This study aimed to improve the yield and quality of DNA from iron incrustations and produced water from Australian oilfields using commercial kits and manual extraction methods. We investigated whether the DNA extraction methods and modifications affect the diversity and composition of microbial communities identified through high-throughput sequencing of 16S rRNA gene.

Results

DNA yields

Both modified phenol–chloroform methods yielded a higher phenol-contaminated DNA but a lower 260/280 ratio. DNA recovery by method 1 (Barnett & Larson) was higher (322.4 ng/µl) but inferior (260/280 ratio: 1.18) than method 2 (Nishiguchi) (288.4 ng/µl, 260/280 ratio: 1.21). Both methods failed to pass the quality control in terms of 16S PCR and 1% agarose gel electrophoresis (Table S1).
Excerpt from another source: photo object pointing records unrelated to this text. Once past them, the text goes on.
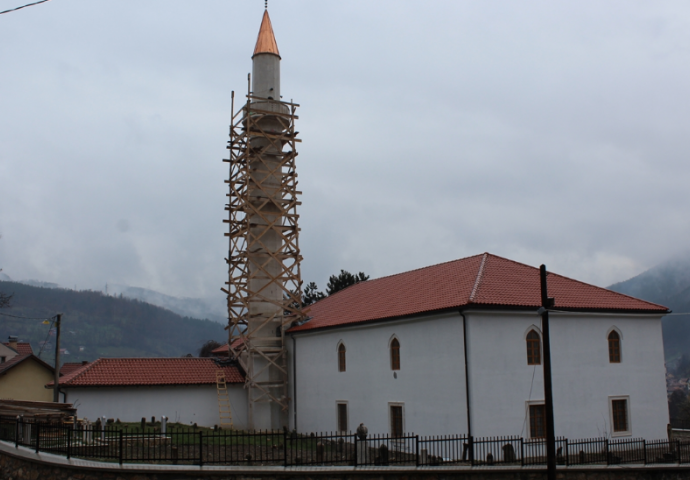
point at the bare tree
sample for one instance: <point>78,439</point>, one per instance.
<point>207,348</point>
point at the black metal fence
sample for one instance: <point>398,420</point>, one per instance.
<point>230,447</point>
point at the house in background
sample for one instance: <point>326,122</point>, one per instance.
<point>183,389</point>
<point>457,348</point>
<point>22,374</point>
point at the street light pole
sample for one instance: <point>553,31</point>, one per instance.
<point>56,390</point>
<point>546,303</point>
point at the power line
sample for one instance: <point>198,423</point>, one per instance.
<point>46,339</point>
<point>23,6</point>
<point>27,318</point>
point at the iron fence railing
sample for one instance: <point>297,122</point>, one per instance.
<point>194,446</point>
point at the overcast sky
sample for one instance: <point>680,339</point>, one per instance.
<point>541,131</point>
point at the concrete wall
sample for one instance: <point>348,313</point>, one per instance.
<point>26,381</point>
<point>583,378</point>
<point>183,404</point>
<point>431,382</point>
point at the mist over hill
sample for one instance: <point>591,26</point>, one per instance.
<point>98,325</point>
<point>667,284</point>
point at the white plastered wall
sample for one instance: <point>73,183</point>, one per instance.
<point>431,382</point>
<point>583,378</point>
<point>183,404</point>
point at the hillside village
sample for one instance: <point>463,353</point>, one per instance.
<point>479,350</point>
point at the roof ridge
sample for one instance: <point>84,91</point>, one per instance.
<point>577,281</point>
<point>480,274</point>
<point>78,372</point>
<point>604,289</point>
<point>410,271</point>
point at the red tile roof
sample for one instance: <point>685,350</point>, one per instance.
<point>484,280</point>
<point>111,372</point>
<point>23,348</point>
<point>69,367</point>
<point>14,361</point>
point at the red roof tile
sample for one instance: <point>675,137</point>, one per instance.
<point>16,360</point>
<point>69,367</point>
<point>110,372</point>
<point>484,280</point>
<point>23,348</point>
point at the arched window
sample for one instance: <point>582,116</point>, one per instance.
<point>341,357</point>
<point>395,354</point>
<point>614,347</point>
<point>533,348</point>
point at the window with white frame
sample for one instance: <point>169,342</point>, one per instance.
<point>614,340</point>
<point>619,408</point>
<point>537,420</point>
<point>397,419</point>
<point>341,357</point>
<point>342,416</point>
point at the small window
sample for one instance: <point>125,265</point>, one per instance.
<point>341,358</point>
<point>614,347</point>
<point>342,417</point>
<point>619,416</point>
<point>396,421</point>
<point>395,354</point>
<point>533,348</point>
<point>537,421</point>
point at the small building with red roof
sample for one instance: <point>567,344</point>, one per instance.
<point>22,374</point>
<point>182,389</point>
<point>457,348</point>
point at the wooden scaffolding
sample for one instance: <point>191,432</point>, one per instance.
<point>264,287</point>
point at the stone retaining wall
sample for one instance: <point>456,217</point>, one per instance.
<point>23,464</point>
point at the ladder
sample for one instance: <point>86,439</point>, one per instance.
<point>223,401</point>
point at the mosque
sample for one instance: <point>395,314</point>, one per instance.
<point>451,348</point>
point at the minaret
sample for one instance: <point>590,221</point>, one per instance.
<point>264,284</point>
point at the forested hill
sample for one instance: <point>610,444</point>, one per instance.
<point>667,284</point>
<point>96,325</point>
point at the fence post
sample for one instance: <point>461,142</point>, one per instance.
<point>201,449</point>
<point>356,450</point>
<point>567,455</point>
<point>416,442</point>
<point>285,437</point>
<point>121,443</point>
<point>606,450</point>
<point>69,442</point>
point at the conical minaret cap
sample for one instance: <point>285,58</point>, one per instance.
<point>266,41</point>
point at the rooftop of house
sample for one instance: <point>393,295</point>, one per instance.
<point>112,372</point>
<point>480,281</point>
<point>21,358</point>
<point>69,367</point>
<point>23,348</point>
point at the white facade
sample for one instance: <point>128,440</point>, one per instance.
<point>431,386</point>
<point>186,404</point>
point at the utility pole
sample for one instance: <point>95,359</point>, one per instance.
<point>56,390</point>
<point>546,303</point>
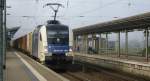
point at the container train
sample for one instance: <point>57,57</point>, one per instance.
<point>47,43</point>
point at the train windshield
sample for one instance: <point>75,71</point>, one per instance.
<point>58,36</point>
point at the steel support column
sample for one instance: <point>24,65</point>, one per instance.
<point>146,40</point>
<point>1,41</point>
<point>100,43</point>
<point>106,43</point>
<point>119,44</point>
<point>85,43</point>
<point>126,42</point>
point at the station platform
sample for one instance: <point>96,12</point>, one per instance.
<point>20,67</point>
<point>135,67</point>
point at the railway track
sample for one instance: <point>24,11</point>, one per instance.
<point>76,72</point>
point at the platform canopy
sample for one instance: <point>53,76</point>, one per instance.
<point>134,22</point>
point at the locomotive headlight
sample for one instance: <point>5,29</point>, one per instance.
<point>69,54</point>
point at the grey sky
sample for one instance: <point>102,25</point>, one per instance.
<point>93,11</point>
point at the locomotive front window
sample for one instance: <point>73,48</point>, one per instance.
<point>58,36</point>
<point>58,40</point>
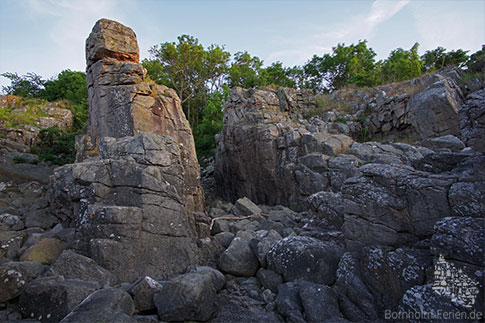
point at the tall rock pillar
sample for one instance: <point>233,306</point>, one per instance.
<point>122,104</point>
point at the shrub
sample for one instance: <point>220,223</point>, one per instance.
<point>55,146</point>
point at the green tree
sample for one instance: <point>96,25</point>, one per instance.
<point>297,75</point>
<point>276,74</point>
<point>402,65</point>
<point>29,85</point>
<point>244,71</point>
<point>68,85</point>
<point>189,69</point>
<point>438,58</point>
<point>211,123</point>
<point>476,62</point>
<point>347,65</point>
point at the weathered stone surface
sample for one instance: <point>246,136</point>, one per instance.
<point>127,206</point>
<point>262,242</point>
<point>196,295</point>
<point>45,251</point>
<point>434,111</point>
<point>122,104</point>
<point>401,269</point>
<point>247,207</point>
<point>71,265</point>
<point>261,152</point>
<point>305,258</point>
<point>239,258</point>
<point>288,302</point>
<point>14,276</point>
<point>106,305</point>
<point>110,39</point>
<point>50,299</point>
<point>57,117</point>
<point>224,238</point>
<point>391,205</point>
<point>472,120</point>
<point>467,199</point>
<point>329,206</point>
<point>423,299</point>
<point>356,301</point>
<point>143,292</point>
<point>448,142</point>
<point>460,238</point>
<point>269,279</point>
<point>319,302</point>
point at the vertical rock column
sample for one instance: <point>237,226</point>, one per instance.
<point>132,192</point>
<point>121,104</point>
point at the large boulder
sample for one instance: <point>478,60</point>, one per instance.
<point>195,297</point>
<point>239,259</point>
<point>134,194</point>
<point>393,205</point>
<point>71,265</point>
<point>14,276</point>
<point>122,104</point>
<point>434,111</point>
<point>50,299</point>
<point>472,120</point>
<point>106,305</point>
<point>267,155</point>
<point>305,258</point>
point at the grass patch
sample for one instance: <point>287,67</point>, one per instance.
<point>56,146</point>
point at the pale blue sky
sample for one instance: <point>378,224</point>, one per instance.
<point>48,36</point>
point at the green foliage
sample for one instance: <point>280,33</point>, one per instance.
<point>354,64</point>
<point>402,65</point>
<point>55,146</point>
<point>69,85</point>
<point>155,71</point>
<point>276,74</point>
<point>189,69</point>
<point>244,71</point>
<point>29,85</point>
<point>211,124</point>
<point>33,109</point>
<point>438,58</point>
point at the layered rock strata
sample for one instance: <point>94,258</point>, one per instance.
<point>133,193</point>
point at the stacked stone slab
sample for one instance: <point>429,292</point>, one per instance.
<point>134,190</point>
<point>122,104</point>
<point>266,154</point>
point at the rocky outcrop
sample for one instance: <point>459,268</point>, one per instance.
<point>378,220</point>
<point>288,155</point>
<point>127,208</point>
<point>434,111</point>
<point>472,120</point>
<point>122,104</point>
<point>132,195</point>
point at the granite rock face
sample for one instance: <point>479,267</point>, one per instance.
<point>472,120</point>
<point>127,209</point>
<point>122,104</point>
<point>434,111</point>
<point>274,166</point>
<point>134,190</point>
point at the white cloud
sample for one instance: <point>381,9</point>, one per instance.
<point>69,26</point>
<point>450,26</point>
<point>349,31</point>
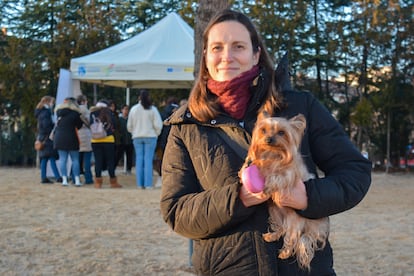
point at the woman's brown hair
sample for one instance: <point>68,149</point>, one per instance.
<point>200,102</point>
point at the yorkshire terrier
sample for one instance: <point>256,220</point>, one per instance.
<point>275,151</point>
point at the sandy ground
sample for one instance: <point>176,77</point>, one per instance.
<point>51,230</point>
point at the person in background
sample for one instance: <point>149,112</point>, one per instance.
<point>117,130</point>
<point>145,124</point>
<point>125,140</point>
<point>66,139</point>
<point>85,141</point>
<point>202,196</point>
<point>43,114</point>
<point>104,148</point>
<point>169,109</point>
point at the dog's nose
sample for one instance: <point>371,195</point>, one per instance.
<point>270,140</point>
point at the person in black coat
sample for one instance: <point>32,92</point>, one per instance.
<point>202,196</point>
<point>43,114</point>
<point>66,139</point>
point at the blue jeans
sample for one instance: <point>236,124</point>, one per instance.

In prepared samples compared to the community standard

For four iron incrustations, the DNA concentration obtained with each protocol is shown in Table S1 and DNA quality was checked in 1% agarose gel (Fig. S1). The highest DNA concentration was obtained with MP kit (Table S1, Fig. S1). Both phenol–chloroform methods were found inefficient in recovering good quality DNA from iron incrustations, and failed to amplify in PCR; therefore, no further analyses were conducted with these methods.

For produced water samples, heating incubation for 30 min yielded higher DNA compared to others without compromising the quality (Table S2). Consequently, 30 min of thermal treatment were included in all tested protocols. DNA concentrations obtained with each protocol are presented in Table S3. The PW kit yielded significantly lower DNA concentration compared to MP and PS kits. Similarly, the highest DNA concentration for water samples was obtained with the MP kit.
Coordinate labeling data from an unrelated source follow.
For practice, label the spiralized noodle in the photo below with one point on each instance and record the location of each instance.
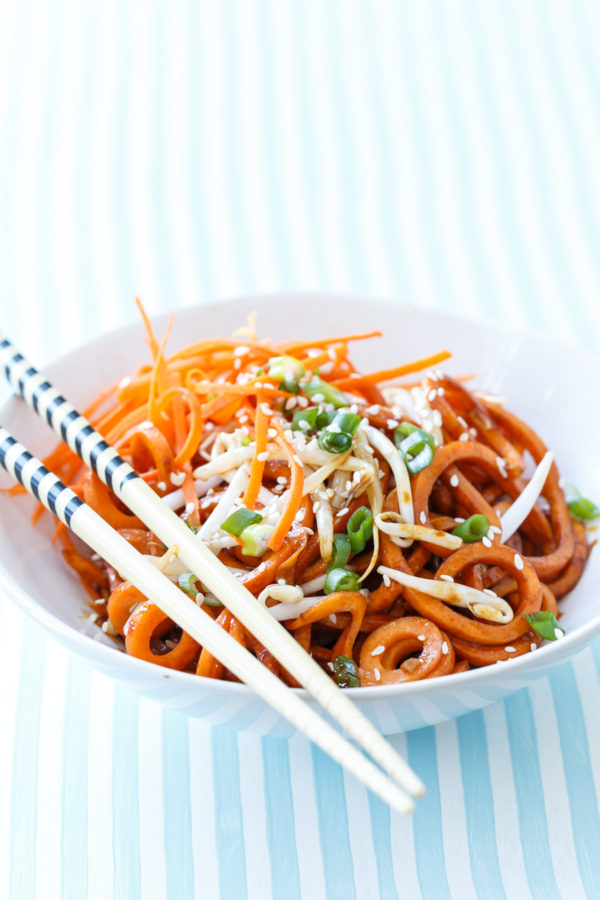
(355, 553)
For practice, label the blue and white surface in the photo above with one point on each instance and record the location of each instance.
(443, 153)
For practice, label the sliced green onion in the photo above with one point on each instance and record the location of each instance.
(579, 506)
(346, 422)
(321, 392)
(360, 529)
(325, 419)
(286, 368)
(345, 672)
(415, 446)
(255, 539)
(341, 551)
(187, 582)
(473, 529)
(334, 441)
(238, 521)
(546, 625)
(305, 419)
(340, 580)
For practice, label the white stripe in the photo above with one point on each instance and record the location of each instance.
(252, 803)
(100, 785)
(556, 798)
(153, 877)
(11, 623)
(306, 820)
(452, 804)
(506, 812)
(360, 836)
(204, 846)
(402, 840)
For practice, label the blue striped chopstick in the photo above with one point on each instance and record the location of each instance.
(79, 434)
(101, 537)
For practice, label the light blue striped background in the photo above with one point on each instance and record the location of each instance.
(439, 152)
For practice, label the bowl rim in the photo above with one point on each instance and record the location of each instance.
(554, 653)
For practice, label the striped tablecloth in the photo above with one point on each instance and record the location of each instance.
(446, 153)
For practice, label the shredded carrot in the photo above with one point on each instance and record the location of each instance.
(387, 374)
(295, 492)
(261, 428)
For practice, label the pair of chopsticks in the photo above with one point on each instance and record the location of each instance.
(88, 444)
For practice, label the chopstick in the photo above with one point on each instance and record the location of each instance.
(81, 437)
(101, 537)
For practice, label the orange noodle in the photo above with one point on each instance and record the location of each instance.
(398, 532)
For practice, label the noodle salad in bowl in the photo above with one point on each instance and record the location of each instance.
(378, 495)
(402, 525)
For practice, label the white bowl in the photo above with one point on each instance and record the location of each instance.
(547, 383)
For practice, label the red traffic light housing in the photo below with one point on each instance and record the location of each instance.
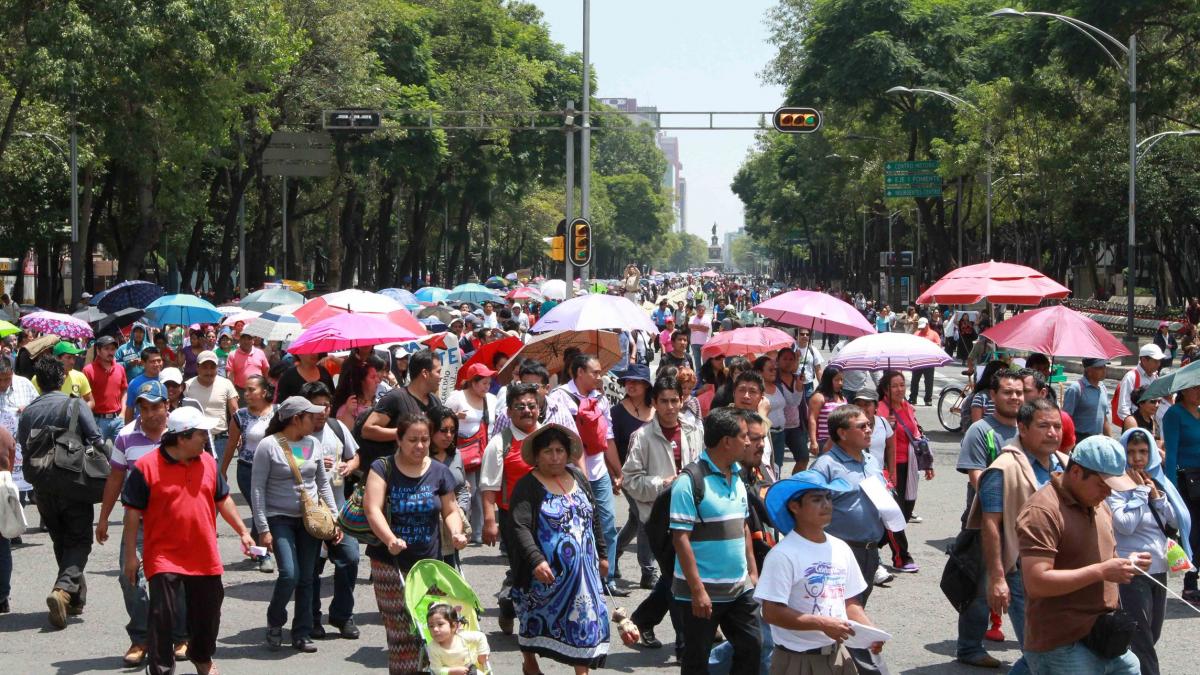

The extracted DNA was purified using PC kit, followed by amplification and sequencing of V3V4 regions of 16S rRNA gene. The comparative summarised results generated from sequence data for iron incrustation and water samples using qiime2 (SILVA 138) are shown in Table S4 and S5, respectively. It was observed that all extraction protocols were able to isolate DNA from eight microbial species present in the community standard; however, the overall results suggest that MP kit had better yield and quality as well as higher efficiency in extracting and recovering community DNA from both types of samples.

From field samples

DNA concentration obtained with each protocol is presented in Table S6 and S7. As observed in the previous stage, MP kit yielded a higher (p-value < 0.001) concentration of DNA (17.5 ± 1.4 ng/µl for iron incrustation 1, 586.4 ± 145.8 ng/µl for iron incrustation 2) than the PS kit (7.1 ± 1.2 ng/µl for iron incrustation 1, 35.9 ± 4.6 ng/µl for iron incrustation 2). Similar results were obtained for the oilfield water samples wherein MP (12.6 ± 2.1 ng/µl for oilfield water 1, 30.2 ± 1.4 ng/µl for oilfield water 2) yielded significantly (p-value < 0.001) higher concentration of DNA than PS kit (2.7 ± 1.8 ng/µl for oilfield water 1, 17.4 ± 2.6 ng/µl for oilfield water 2). The PCR amplification was found negative for all DNA samples extracted with MP and PS kits. A subsequent DNA clean-up was performed with PC kit and all samples showed positive amplification after purification (Fig. S2).

Microbial diversity and composition in the field samples

Sequence statistics

Soil and water samples were represented by 1.1 million quality reads obtained from amplicon sequencing of 35 samples, ranging from 10,112 to 76,886 and an average of 28,436.5 ± 2678.2. After filtering, 1.1 million merged reads generated 1325 ASVs, 34 phyla, 162 orders, 258 genera. Each sample was sequenced at maximum depth to capture most of the diversity as revealed through a saturated rarefaction plot (Fig. S3) and high good coverage index values (Table S8).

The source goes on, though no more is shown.